Publicado em Abril de 2010 na Time Out:


Laura Marling
I Speak Because I Can
Virgin/EMI
****
Não é expectável que alguém, aos 20 anos, encerre um disco já mais do que suficientemente admirável com uma canção da sua autoria cujos primeiros versos dizem que “My husband left me last night/ Left me a poor and lonely wife/ I cook the meals and he got the life”. Ainda por cima, que isto lhe saia da boca de uma forma mais do que convincente (e não, por exemplo, como se fosse uma concorrente do Ídolos a ginasticar as cordas vocais, preparando o futuro como estrela do karaoke) e que, durante aqueles quatro minutos, a esposa desprezada pudesse ser Laura Marling. Mas ela consegue-o. E é por isso e muito mais que ela, Laura Marling, é a cantora e compositora de pop-rock mais empolgante que a Inglaterra deu ao mundo desde, pelo menos, P.J. Harvey.
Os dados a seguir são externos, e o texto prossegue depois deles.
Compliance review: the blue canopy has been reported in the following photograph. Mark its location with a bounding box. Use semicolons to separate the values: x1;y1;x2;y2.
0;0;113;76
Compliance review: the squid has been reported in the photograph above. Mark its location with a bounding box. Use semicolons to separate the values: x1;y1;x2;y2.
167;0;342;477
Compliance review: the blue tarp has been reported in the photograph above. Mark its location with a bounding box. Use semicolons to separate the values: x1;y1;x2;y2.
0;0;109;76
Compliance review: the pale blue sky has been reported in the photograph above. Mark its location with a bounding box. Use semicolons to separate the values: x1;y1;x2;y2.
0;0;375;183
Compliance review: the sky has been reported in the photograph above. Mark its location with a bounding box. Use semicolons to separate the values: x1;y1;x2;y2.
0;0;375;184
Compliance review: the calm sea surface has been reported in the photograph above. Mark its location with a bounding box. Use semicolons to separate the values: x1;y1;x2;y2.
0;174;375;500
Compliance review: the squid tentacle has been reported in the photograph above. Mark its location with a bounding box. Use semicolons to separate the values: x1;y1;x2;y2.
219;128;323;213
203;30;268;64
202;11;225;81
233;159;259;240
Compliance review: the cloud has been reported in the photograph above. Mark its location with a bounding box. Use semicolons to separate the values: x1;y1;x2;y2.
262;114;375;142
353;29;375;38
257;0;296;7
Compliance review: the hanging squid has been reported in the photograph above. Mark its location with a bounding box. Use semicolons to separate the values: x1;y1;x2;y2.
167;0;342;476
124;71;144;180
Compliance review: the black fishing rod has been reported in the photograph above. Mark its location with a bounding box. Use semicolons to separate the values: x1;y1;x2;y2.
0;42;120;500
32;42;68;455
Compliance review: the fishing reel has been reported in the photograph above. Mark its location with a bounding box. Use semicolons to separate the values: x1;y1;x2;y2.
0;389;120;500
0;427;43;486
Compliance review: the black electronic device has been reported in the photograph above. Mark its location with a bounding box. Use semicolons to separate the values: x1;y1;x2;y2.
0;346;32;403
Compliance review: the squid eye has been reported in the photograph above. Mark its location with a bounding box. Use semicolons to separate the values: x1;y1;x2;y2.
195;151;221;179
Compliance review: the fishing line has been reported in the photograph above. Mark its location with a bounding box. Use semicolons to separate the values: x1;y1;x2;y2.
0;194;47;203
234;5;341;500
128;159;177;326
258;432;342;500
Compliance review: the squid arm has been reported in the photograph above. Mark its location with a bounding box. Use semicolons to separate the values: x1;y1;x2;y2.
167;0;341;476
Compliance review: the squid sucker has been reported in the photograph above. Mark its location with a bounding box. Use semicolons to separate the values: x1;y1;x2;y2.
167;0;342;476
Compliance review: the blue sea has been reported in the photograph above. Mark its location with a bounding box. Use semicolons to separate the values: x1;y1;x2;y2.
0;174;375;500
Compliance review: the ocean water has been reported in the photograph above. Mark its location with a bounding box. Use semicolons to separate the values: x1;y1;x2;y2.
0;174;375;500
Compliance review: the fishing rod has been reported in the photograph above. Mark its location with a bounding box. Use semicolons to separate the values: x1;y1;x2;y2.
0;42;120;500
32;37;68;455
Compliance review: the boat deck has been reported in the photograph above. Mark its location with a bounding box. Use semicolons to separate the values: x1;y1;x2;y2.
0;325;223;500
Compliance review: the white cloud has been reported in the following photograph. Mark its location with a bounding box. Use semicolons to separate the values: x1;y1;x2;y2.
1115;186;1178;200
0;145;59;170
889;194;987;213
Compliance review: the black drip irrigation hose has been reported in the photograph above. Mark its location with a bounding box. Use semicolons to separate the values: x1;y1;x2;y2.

I Speak Because I Can é o seu segundo álbum (estreou-se a solo em 2007 com Alas I Cannot Swim, nomeado para o sobrevalorizado Mercury Prize) e não apetece sair dele. Não apetece largar a folk sulfurosa, esparsa de meios mas ainda assim monumental quando chega aos ouvidos (“Devil’s Spoke”), com os seus fantasmas de outras vozes atravessando o espaço. Não apetece largar os momentos em que Marling escolhe ser intimista sem ser frágil (“Made by Maid”) nem abusar do devaneio diarístico (em “Blackberry Stone” ela “fala” com alguém com quem acaba de romper, tira lições sem atraiçoar a memória e percebe que tem de seguir em frente, e faz tudo isto sem jamais apelar à compaixão). Não apetece decidir se a dita folk sulfurosa é mais americana ou britânica (“Alpha Shallows” e “Hope in the Air”, flutuantes e majestosas). Não apetece desatar a ambiguidade em que “Darkness Descends” existe.

Na voz de Laura Marling há partículas de Chrissie Hynde, Jane Siberry, Harriet Wheeler, k.d. lang, Emmylou Harris, Joni Mitchell, Lily Allen e Laura Nyro. Há também um génio precoce, a que a produção minuciosa de Glyn Johns dá a moldura certa. E o melhor de tudo é que isto, para Laura Marling, parece ser só o princípio.